In the example of the maker lab with the twitter api, if we remove kinesis and go directly to the s3 bucket wouldnt it all still work? At the end of the day the bottleneck will still be S3 and how fast it can get the data in. In addition, if youre worried about S3 not being able to absorb the load would SQS help in that. It seems to be kinesis is just a glorified SQS queue that can read data in really fast but at the end of the day just a queue for big amounts of data.
You are correct that there are many many different ways to take in masses of data. The idea of many labs is to get students hands-on familiarity with certain services as was in the case of the Twitter Maker Lab. I could have used SQS, could have used Lambda directly, maybe API Gateway to SNS, S3 directly, RDS, DynamoDB directly, or even JSON files dropped on EBS volumes for that matter.
Kinesis is best for real-time streaming data scenarios…think IoT sensors or telemetry use cases where you need to continuously accept and process a stream of data with almost no latency. SQS is more appropriate for store-and-forward scenarios.
In the end, it’s really up to you as a Solutions Architect to decide which tool in the toolbox is most appropriate.
It’s worth remembering that the maker lab is a "contrived" example since it’s a demo. The point of Kinesis seems to be (please correct me if I’m wrong Scott) that you can get really high throughput from many data producers to many data consumers while also being able to analyze and transform the data as it streams through.
You can’t accomplish this with SQS alone, or S3 alone. Neither one supports stream processing or analytics. They are also very limited compared to Kinesis in the number of storage backends they can be configured to automatically ship the data off to (in fact, all you can really do is configure them to trigger Lambda functions). Also, SQS is a more traditional message queue in that it does not allow multiple consumers to see the same data at the same time. When one consumer pulls a message from the queue, it becomes invisible to other consumers for the duration of the visibility timeout. To fan that data out, you need to add SNS along with a separate queue for each consumer. With Kinesis, you can configure Firehose so that each item goes to multiple places "automatically."

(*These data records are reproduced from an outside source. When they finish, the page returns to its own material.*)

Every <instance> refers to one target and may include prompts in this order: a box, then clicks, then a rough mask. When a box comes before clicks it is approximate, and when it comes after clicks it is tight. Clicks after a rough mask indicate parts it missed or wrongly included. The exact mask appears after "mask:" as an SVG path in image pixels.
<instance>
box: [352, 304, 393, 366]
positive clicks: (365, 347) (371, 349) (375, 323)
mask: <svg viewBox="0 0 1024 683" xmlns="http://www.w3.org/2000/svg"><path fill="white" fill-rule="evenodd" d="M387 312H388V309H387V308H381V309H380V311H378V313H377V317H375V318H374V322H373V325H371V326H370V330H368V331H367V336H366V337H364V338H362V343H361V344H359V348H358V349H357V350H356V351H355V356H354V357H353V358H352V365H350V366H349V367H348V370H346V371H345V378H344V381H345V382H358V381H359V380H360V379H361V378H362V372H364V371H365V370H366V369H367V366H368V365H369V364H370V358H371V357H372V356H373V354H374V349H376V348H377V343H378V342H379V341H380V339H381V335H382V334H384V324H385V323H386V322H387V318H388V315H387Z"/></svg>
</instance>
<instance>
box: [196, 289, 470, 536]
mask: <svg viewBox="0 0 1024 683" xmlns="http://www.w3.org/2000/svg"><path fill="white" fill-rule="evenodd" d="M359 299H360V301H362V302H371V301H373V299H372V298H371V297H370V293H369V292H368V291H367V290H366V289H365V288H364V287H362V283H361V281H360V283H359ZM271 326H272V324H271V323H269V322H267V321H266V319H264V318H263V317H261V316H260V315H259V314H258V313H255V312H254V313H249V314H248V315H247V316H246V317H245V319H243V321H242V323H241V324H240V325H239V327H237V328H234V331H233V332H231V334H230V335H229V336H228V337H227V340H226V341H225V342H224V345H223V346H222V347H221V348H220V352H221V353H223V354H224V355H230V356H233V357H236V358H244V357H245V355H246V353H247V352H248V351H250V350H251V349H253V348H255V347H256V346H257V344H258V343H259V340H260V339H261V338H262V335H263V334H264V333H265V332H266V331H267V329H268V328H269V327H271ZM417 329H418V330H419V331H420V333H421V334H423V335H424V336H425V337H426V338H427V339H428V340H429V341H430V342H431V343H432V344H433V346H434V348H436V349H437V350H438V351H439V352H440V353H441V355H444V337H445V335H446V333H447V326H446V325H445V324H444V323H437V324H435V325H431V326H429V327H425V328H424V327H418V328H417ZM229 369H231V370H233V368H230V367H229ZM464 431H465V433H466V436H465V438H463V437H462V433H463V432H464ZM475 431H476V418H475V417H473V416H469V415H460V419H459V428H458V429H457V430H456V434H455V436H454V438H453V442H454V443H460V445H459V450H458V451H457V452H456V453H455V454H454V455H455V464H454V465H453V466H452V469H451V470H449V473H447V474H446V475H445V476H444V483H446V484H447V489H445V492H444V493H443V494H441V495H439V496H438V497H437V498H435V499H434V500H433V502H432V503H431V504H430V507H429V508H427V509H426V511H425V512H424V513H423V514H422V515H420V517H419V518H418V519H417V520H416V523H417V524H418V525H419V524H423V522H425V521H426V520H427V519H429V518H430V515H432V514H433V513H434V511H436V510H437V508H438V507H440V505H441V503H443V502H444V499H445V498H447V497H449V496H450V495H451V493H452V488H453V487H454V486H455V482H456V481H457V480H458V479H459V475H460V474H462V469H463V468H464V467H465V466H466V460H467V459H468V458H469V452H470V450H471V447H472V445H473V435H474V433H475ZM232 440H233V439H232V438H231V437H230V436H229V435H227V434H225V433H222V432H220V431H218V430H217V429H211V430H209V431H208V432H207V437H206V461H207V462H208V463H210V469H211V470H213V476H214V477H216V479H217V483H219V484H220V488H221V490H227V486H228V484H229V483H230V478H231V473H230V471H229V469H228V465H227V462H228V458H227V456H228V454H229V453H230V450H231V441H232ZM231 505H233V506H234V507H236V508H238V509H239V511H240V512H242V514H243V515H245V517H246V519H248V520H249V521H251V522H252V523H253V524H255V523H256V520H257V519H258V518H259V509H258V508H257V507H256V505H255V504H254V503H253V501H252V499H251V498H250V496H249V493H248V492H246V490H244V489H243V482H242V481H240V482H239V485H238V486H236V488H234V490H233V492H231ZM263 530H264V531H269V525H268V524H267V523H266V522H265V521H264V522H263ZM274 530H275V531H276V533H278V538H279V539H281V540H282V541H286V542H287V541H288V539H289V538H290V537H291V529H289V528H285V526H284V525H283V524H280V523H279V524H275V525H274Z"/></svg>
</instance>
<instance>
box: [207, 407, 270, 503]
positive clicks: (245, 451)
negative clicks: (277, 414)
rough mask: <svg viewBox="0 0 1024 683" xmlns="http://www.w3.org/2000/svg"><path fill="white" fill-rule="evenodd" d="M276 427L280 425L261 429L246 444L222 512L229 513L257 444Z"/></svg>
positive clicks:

Yep, David, you’re exactly right. Most labs aren’t designed to be "reference models" but rather their objective is to provide people an excuse to get hands-on.
In the end we decided to go with the managed Kafka service, Kinesis just seems to expensive for big throughputs
I can relate to this question, and not just for Kenisis. Honestly, it’s getting to a point where I feel like Amazon creates product offerings just for fun. There are soooo many overlaps in service and features in the product lines. Perhaps it’s getting more annoying than confusing!